50 Years of Tears: Marianne Faithfull’s Amazing Second Act

Marianne Faithfull is at home in Paris, enjoying a final day of rest before she returns to her European tour and goes “back down the coal mine,” as she puts it in her fabulously thick London accent. In June, the singer broke her hip while vacationing in Greece, but the condition has worsened. A recent X-ray revealed that she had not only fractured her hip but smashed her thigh bone: “Smashed, smashed, smashed!” she repeats, noting a scar between knee and hip but refusing to use painkillers. “I’m doing my best,” she says, “and my best is good. It means that sometimes I do have to sit down [at concerts]. It will get better, but it’s going to be another four months at least.”
It seems nothing can stop the singer, now age 67. Five decades have passed since Faithfull first appeared on the pop charts, wrapping a lilting soprano around acoustic guitars and a honking cor anglais on “As Tears Go By,” the first original composition written by Mick Jagger and Keith Richards. In the following years, the singer overcame homelessness and a crippling heroin addiction, reemerging with a brittle, world-weary voice on 1979 New Wave LP Broken English and growing into a career far removed from her once highly publicized relationship with Jagger. There have been ups and downs since this comeback, a record she jokingly refers to as “Broken Biscuits,” but overall, Faithfull has enjoyed one of the best second acts in rock.
Perhaps fittingly, Faithfull began serious work on her new record, Give My Love to London, while recovering from another injury, a fractured sacrum – the bone at the base of the spine. “I did have to take drugs, but you can’t actually write on drugs. I can’t anyway, so I didn’t,” she says. “I think I tried one, but it was rubbish, so I didn’t use it.” Faithfull estimates she was flat on her back for six months, but once she was able to sit at a table, the recovery process helped her focus.

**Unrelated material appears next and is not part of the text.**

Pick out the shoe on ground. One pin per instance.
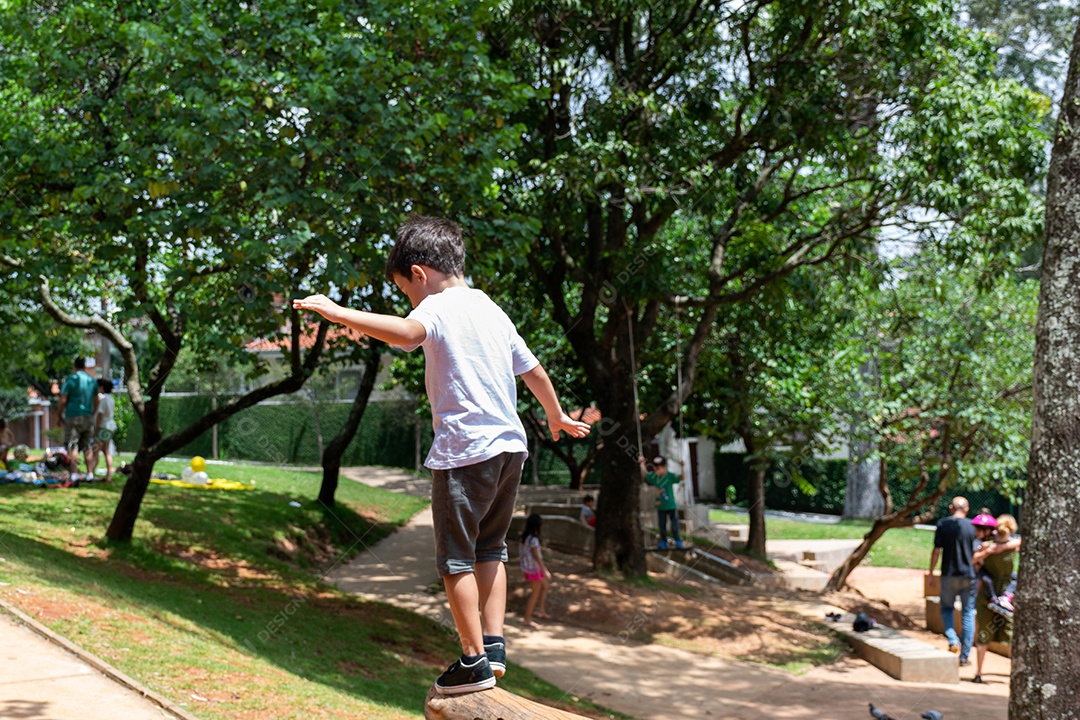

“I did something that I probably should have done in my 20s,” she says. “I thought very carefully about who I love, who I don’t love, what I care about, what I don’t care about, what’s important to me, what’s not important to me. All the big sorts of things that I had to work out but had never done because I was either parading around in swinging London or I was on drugs – or I was not on drugs but working. I’d never had that sort of absolute peace where I could just ponder on the things that really are important to me and the things that I really don’t care about.”